Yılanlar, yalanlar ve gerçekler
1 Ağustos 2015, CumartesiTweet |
Bazen televizyonda belgesellerde görürüz renkli renkli üzerinde desenleri olan, görüntü olarak güzel, özünde zehirli yılanları. İnsanın görüntüsüne bakıp sevesi geldiği ama yaklaştığında tabiatı gereği ısırıp zehrini akıttığı için uzak durduğumuz yılanlar.
Bu günlerde bazı sabah programlarında bazı soytarıların, “yok şöyle yumuşak huylu, yok bağırmadan konuşuyor, yok insancıl” gibi süslü sözlerle anlattığı, insanların yarın seçim olsa onların ağzına bakıp oy veresi geleceği insanlar ya da siyasetçiler var.
Bu milleti ya aptal zannediyorlar ya da kendilerini ahmak. Bu maşaların benim askerime kurşun sıkanların, benim polisime tokat atma cesareti gösterenlerin, halkımıza zulmedenleri övme cesaretini kim ve kimlerden alıyorsa, bu hadsizliğe niçin düşüyorsa, bu ülkede onlara verilecek pirim ve reyting yok.

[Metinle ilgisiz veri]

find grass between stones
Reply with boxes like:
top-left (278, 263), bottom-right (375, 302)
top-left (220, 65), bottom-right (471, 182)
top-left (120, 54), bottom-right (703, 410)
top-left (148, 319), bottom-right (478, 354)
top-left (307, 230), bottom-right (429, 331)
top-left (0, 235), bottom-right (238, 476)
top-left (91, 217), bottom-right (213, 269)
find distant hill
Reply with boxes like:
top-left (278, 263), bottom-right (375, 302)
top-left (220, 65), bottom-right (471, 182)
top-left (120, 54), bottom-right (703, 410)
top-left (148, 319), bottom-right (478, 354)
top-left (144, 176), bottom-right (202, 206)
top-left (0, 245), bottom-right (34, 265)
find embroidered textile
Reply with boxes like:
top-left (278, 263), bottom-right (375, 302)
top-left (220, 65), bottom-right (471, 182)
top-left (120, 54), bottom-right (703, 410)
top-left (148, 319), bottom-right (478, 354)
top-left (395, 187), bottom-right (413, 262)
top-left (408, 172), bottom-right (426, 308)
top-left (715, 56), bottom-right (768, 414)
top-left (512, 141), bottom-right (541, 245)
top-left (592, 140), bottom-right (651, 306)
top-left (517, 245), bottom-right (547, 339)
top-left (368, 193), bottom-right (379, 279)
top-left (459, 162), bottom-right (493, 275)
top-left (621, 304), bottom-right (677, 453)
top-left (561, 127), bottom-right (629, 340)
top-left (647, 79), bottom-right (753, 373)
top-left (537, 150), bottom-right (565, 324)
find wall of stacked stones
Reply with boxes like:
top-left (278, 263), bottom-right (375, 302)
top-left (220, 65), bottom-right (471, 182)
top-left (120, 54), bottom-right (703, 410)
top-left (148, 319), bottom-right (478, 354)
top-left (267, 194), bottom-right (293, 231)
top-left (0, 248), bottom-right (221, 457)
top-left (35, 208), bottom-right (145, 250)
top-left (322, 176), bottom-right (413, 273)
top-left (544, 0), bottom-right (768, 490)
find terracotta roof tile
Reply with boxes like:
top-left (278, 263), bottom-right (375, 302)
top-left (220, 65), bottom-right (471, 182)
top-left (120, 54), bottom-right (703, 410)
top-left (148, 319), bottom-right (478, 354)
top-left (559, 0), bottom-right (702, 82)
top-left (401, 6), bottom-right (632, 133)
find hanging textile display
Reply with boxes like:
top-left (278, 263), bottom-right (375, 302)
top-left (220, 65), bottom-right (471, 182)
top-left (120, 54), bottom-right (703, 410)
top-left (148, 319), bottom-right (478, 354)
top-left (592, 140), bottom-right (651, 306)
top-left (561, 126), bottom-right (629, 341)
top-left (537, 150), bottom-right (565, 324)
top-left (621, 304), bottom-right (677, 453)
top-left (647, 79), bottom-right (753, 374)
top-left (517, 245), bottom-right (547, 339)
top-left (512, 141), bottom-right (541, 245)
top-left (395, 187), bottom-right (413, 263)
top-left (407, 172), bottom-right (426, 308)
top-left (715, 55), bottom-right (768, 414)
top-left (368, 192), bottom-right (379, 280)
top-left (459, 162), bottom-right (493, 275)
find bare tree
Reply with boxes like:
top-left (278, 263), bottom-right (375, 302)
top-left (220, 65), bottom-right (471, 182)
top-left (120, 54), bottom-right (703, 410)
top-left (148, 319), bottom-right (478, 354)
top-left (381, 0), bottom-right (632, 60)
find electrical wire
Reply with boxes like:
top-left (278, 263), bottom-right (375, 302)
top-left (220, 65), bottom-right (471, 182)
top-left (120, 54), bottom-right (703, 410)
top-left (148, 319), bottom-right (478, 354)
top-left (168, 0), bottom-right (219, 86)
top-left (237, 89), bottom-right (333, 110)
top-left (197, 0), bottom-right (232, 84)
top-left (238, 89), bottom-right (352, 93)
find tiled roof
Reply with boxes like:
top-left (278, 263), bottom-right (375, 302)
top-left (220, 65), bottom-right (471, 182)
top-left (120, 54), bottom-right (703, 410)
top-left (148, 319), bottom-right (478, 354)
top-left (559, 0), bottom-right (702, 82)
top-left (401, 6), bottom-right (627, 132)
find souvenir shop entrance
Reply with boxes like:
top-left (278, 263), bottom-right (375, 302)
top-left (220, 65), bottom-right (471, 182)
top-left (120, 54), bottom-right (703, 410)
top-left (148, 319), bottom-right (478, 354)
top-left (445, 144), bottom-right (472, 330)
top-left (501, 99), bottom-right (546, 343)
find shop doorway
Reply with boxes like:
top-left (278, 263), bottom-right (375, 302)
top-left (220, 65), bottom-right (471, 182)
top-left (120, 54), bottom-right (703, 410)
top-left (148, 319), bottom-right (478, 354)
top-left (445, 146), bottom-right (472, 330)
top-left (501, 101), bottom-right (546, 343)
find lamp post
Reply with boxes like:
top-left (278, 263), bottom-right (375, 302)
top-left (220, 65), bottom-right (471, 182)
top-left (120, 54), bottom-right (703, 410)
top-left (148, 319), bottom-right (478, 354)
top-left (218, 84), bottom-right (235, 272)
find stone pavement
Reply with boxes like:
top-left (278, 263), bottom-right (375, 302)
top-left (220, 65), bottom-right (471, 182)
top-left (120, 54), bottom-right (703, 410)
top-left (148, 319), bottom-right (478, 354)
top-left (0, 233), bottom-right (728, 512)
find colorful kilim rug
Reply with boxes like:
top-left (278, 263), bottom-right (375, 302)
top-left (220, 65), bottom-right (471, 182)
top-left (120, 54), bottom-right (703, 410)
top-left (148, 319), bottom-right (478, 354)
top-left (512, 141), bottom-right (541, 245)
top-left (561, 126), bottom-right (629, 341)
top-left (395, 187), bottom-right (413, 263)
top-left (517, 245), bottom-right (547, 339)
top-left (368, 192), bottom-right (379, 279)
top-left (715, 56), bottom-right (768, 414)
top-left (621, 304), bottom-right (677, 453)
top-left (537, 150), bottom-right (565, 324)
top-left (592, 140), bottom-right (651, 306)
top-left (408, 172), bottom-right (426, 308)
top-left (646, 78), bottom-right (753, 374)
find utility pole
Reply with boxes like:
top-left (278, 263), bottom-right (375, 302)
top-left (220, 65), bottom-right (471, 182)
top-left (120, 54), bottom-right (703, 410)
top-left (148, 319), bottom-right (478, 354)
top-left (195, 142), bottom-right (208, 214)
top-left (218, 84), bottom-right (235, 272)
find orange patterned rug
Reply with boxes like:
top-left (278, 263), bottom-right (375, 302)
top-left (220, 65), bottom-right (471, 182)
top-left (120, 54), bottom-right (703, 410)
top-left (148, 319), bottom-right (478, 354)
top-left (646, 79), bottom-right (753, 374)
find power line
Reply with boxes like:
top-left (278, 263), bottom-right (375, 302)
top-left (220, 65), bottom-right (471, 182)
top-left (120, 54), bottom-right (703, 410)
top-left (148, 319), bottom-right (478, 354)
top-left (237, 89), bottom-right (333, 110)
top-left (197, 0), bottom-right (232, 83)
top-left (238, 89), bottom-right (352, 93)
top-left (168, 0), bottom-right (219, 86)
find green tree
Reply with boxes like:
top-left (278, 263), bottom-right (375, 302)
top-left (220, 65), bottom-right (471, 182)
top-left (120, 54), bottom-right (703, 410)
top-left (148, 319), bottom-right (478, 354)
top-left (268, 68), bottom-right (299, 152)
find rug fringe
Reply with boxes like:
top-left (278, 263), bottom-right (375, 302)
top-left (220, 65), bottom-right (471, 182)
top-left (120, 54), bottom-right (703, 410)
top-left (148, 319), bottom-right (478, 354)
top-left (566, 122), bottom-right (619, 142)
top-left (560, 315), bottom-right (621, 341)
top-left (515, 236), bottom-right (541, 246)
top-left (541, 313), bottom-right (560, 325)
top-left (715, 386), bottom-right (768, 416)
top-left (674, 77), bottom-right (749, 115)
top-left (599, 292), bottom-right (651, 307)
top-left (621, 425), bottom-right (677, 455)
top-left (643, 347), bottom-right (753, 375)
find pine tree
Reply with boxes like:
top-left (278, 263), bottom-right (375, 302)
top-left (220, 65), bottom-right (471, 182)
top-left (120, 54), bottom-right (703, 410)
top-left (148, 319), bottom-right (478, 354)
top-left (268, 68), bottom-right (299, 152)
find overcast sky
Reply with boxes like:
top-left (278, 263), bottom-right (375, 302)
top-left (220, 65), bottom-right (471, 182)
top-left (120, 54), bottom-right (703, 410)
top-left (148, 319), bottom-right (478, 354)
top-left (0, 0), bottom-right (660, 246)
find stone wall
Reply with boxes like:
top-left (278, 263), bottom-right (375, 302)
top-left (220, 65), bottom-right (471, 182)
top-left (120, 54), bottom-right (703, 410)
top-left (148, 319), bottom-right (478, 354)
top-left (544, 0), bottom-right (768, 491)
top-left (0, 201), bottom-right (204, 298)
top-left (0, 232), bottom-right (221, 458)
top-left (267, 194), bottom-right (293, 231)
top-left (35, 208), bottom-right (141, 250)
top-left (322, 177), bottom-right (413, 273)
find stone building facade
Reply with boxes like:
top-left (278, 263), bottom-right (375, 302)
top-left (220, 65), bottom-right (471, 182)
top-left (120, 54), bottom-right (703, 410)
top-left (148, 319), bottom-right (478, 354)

Herkes nerede yaşadığını, kimin ekmeğini yediğini, hangi şehitlerle ve kahramalıklarla kurulan bu topraklarda yaşadığını iyi bilmelidir.
Geçen gün Meclis’te yapılan oylamada da gösterilen duruştan dolayı, en hassas noktalarda bu ülkeyi sahipsiz bırakmayacağını gösterenlere teşekkür ediyorum.